US media unmoved by fiery Galloway
It's a long way - literally and figuratively - from George Galloway's hometown of Dundee to Washington DC. But the man who was kicked out of the British Labour Party because of his fierce criticism of the war in Iraq seemed at ease on Capitol Hill last week as he defended himself against allegations of financial chicanery.
Galloway's appearance in front of the US Senate permanent subcommittee on investigations was a triumph, at least in his estimation.
Back in London on Wednesday night, Galloway told a rally of supporters: “We blew them away.’' A politician rarely burdened by excessive modesty, Galloway went on to depict himself as the man the world had been waiting for.
“From the e-mails and feedback we've had from all over the world, it is true undoubtedly that there was a worldwide audience out there waiting for someone to speak the truth to power,” he said.
The reality of the matter was a bit more complex than that. Galloway's trenchant style largely kept the senators on the defensive, but the Scot was also evasive about some important issues. While the British press hailed his performance, it was seen as little more than a curious diversion by the US media.
Galloway came to Capitol Hill to respond to a report issued by the subcommittee the previous week.
Galloway spent most of his time in Washington attacking his critics.
He accused the subcommittee chairman, Republican senator Norm Coleman, of being a “pro-war, neo-con hawk, and the lickspittle of George W Bush'‘. He also told Coleman that “for a lawyer, you are remarkably cavalier with any idea of justice'‘.
Such combative language is rarely heard in the genteel environs of the Senate.
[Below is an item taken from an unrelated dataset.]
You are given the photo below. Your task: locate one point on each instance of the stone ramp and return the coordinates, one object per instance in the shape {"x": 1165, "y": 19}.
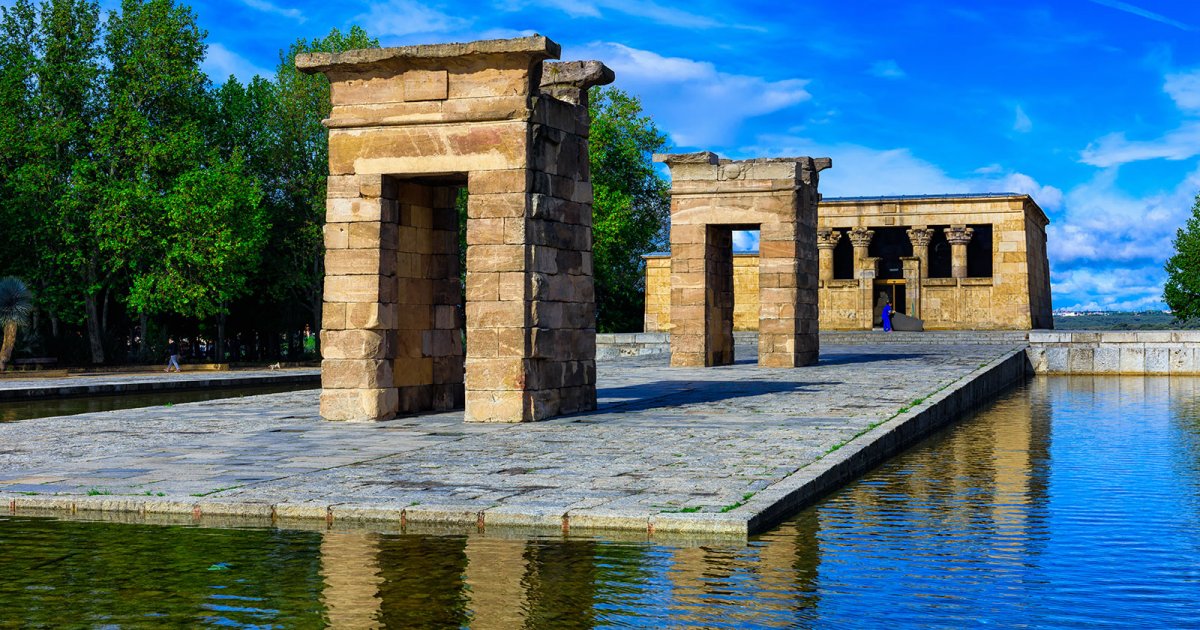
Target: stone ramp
{"x": 727, "y": 450}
As a result, most major US newspapers dwelt more on the MP's belligerence than on the fundamental questions he sought to raise.
The New York Times, in an article headlined, ‘British Lawmaker Scolds Senators On Iraq', noted that Galloway was “a flamboyant orator and skilled debater'‘, adding that “his aggressive posture and tone seemed to flummox'‘ the head of the subcommittee.
The Los Angeles Times focused on Galloway's use of “harsh language that shook up the hearing room'‘, while the Washington Post referred to him “dispensing with the deference traditionally reserved for Senate leaders'‘.
For most of the media, though, Galloway's testimony was only a passing storm - it seemed to have been almost forgotten within 48 hours.